Secretary General Lim Guan Eng today said the party’s central executive committee made the decision to adopt the parental leave for fathers and mothers at its meeting last night, after the matter was proposed by the Wanita wing.
“This is to stress the equal importance of both parents in caring for and bringing up their children,” he said in a statement.
“Also, the 3 days paid annual parental leave will encourage mothers to work or stay on paying jobs after marriage.”
He said motherhood and caring for offspring is the main reason for women to drop out from career paths, being paid less and getting discriminated in promotion.
The Penang chief minister said more can be done for working parents to balance paid work and family commitments, but the DAP will start off with this policy on Labour Day on May 1 this year.

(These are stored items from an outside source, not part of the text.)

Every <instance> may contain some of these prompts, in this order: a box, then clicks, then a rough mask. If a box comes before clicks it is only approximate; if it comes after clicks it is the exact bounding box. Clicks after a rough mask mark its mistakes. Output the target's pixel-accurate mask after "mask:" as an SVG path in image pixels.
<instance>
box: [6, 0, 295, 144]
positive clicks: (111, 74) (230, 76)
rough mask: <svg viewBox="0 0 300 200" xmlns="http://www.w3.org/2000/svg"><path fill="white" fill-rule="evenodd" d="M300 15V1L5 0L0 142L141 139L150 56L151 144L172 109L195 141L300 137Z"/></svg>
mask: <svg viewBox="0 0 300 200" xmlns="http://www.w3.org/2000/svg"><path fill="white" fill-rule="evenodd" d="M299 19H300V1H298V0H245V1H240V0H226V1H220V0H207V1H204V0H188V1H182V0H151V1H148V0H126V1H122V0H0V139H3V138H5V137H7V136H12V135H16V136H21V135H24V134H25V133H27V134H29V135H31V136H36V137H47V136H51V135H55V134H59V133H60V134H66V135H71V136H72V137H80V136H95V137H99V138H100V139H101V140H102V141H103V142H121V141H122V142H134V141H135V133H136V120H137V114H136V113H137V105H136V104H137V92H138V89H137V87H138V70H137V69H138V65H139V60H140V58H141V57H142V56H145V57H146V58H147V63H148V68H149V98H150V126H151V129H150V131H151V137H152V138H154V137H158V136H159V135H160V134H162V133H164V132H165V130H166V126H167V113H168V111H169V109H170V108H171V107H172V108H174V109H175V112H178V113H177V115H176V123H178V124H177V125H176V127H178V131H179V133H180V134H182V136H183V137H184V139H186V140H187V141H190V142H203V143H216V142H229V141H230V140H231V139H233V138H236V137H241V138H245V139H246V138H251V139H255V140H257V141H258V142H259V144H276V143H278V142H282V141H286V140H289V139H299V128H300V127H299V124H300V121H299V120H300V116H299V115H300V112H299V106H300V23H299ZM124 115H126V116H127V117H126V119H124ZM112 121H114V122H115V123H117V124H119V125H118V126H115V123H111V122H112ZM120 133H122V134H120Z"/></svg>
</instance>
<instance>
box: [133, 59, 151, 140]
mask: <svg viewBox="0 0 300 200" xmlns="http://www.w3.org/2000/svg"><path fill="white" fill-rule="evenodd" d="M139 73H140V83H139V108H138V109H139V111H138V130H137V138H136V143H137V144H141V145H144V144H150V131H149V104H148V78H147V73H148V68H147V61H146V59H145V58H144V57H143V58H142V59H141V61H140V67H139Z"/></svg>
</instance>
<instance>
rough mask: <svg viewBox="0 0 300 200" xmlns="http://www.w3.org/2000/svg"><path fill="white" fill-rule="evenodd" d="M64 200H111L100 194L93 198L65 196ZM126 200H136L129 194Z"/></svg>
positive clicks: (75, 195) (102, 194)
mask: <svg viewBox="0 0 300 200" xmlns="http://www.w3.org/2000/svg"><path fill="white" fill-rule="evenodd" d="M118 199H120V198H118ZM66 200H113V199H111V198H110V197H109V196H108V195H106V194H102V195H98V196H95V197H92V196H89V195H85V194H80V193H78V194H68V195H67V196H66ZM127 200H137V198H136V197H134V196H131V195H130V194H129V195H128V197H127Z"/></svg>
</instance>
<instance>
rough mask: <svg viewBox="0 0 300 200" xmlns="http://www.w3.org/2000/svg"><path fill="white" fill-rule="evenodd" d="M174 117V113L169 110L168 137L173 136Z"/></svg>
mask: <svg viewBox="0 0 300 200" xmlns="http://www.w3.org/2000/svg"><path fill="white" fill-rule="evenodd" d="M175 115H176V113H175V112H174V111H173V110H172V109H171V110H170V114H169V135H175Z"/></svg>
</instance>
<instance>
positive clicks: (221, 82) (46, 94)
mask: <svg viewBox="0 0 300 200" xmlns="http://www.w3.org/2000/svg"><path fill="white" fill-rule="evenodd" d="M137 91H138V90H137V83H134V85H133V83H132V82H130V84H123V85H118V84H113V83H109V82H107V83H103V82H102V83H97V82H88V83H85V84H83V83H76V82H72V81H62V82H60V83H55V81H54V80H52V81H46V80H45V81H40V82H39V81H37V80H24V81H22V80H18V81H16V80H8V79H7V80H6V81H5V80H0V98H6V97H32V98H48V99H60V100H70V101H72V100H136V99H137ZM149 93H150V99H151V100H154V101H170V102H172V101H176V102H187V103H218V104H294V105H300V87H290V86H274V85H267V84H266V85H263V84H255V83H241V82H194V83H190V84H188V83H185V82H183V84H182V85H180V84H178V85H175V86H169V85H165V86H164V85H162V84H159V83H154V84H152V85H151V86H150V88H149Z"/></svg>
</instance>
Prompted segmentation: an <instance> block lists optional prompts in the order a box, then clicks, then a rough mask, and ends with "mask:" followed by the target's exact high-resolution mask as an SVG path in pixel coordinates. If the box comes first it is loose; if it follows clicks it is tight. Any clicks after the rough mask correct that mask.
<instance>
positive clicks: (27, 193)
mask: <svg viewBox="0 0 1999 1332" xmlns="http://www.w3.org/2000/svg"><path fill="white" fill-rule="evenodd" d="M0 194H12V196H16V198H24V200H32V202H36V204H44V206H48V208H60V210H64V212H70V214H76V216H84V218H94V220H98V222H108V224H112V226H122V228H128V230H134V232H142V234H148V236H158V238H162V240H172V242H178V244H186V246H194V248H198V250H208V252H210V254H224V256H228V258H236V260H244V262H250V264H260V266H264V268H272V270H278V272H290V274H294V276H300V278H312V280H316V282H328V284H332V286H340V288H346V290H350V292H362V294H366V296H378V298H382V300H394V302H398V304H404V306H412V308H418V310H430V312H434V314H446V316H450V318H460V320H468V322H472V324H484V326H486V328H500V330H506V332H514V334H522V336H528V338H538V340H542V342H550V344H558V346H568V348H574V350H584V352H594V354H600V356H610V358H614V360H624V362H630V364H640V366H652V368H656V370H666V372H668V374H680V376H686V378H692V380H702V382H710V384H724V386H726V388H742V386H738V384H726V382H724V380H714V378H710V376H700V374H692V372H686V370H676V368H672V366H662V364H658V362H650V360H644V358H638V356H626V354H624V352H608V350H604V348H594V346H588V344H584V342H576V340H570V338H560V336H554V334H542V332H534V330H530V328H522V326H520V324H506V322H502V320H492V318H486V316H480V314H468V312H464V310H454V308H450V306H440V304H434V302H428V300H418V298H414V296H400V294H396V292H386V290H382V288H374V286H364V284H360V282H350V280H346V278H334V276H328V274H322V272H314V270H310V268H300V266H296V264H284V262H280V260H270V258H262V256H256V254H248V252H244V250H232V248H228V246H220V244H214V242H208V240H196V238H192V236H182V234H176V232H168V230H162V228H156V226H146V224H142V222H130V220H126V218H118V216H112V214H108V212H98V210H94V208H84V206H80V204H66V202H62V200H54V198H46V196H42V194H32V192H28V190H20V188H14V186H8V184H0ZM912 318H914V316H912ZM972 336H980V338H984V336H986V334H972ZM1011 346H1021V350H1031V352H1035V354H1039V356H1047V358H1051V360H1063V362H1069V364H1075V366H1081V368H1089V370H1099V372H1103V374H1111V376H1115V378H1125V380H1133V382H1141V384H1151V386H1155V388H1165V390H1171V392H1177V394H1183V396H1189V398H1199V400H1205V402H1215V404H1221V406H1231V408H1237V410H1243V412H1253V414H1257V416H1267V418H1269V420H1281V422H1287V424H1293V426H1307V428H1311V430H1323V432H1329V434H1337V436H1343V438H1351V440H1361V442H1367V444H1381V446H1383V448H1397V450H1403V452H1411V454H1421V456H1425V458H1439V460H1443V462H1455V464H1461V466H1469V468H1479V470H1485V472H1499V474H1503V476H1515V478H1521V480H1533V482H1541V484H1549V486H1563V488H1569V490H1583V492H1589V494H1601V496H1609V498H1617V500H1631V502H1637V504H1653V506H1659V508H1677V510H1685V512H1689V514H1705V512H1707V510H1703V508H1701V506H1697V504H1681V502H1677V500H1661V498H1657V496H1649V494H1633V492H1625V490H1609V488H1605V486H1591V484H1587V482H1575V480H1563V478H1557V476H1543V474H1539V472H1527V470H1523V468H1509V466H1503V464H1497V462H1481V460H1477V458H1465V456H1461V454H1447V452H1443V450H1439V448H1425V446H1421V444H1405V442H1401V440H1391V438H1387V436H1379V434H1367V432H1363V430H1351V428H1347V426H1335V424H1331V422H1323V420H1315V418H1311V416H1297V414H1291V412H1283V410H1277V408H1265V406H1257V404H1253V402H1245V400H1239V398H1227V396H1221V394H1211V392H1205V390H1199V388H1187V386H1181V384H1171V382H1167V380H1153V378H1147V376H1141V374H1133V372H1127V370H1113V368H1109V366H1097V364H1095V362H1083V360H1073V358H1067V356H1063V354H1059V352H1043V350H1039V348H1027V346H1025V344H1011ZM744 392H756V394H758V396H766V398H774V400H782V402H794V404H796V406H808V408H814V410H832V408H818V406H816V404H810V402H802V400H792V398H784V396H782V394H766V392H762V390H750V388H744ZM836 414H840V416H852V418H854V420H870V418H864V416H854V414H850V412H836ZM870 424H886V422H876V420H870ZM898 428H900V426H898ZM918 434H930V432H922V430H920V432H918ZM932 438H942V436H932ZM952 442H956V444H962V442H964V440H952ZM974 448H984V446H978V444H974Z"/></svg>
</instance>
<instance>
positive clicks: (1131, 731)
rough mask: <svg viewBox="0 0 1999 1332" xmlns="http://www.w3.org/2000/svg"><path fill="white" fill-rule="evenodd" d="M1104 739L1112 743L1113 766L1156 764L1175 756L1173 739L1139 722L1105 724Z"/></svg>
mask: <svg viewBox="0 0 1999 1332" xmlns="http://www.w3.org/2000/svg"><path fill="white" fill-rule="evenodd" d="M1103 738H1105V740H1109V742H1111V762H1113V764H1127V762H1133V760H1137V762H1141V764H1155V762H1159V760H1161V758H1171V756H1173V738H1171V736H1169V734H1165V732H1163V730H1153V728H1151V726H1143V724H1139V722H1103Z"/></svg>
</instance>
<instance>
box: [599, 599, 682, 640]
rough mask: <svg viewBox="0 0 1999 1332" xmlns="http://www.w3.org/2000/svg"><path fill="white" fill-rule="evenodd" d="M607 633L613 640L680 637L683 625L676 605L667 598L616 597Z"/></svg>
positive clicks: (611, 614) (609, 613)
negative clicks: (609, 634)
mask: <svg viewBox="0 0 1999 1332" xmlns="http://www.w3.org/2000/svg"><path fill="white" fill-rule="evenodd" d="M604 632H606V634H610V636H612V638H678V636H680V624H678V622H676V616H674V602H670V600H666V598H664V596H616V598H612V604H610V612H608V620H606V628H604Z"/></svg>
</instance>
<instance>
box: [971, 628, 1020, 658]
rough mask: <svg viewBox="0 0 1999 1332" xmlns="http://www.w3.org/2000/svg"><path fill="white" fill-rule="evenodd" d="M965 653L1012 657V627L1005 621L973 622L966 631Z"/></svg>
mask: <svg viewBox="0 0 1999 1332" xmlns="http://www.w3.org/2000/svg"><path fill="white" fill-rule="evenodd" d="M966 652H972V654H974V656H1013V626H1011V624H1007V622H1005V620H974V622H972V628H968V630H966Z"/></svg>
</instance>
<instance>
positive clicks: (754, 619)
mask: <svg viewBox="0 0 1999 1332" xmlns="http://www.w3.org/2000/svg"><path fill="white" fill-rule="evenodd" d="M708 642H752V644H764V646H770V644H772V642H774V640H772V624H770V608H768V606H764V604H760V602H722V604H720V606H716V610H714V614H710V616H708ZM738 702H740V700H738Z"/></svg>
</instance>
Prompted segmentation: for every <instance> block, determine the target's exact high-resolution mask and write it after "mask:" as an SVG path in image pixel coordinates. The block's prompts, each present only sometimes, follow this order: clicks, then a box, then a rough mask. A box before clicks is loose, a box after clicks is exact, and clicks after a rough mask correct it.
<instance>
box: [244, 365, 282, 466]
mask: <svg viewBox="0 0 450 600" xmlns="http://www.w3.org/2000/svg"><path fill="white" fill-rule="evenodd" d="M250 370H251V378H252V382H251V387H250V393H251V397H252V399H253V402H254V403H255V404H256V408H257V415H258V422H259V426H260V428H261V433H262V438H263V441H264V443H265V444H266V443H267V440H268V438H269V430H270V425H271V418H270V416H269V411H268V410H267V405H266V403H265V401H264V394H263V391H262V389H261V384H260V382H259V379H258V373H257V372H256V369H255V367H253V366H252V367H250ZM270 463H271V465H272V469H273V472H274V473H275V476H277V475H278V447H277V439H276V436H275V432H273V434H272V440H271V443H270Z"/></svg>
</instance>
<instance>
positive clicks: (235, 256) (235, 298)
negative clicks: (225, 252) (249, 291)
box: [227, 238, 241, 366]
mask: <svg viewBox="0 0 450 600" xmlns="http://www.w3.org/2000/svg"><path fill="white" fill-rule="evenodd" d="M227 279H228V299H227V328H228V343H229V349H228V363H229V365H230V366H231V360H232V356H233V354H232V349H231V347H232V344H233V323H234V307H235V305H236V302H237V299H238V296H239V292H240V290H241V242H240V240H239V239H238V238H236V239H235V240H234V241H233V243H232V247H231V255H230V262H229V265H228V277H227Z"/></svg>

DAP Wanita chief Chong Eng, who is also a Penang state executive councillor, had raised the proposal on the basis that many young working parents, especially those without family support in cities, are struggling between paid jobs and caring for their children and family.
“In a patriarchal society that follows the traditional model of gender division of family responsibilities, the father takes care of family livelihood whilst the mother takes care of the children and household,” Lim said.
“The burden of caring for a sick child invariably falls on the mother,” he added.
He said this also partly explained why despite there being more female than male graduates from universities every year for the last two decades, female labour participation rate in the work force is still low at 54% in Malaysia, among the lowest in Southeast Asia.
“Malaysia’s hopes of becoming a developed nation and high-income economy will come to naught if we cannot achieve more than a 60% labour participation rate,” he said, adding that all developed nations have a female labour participation rate of more than 60%.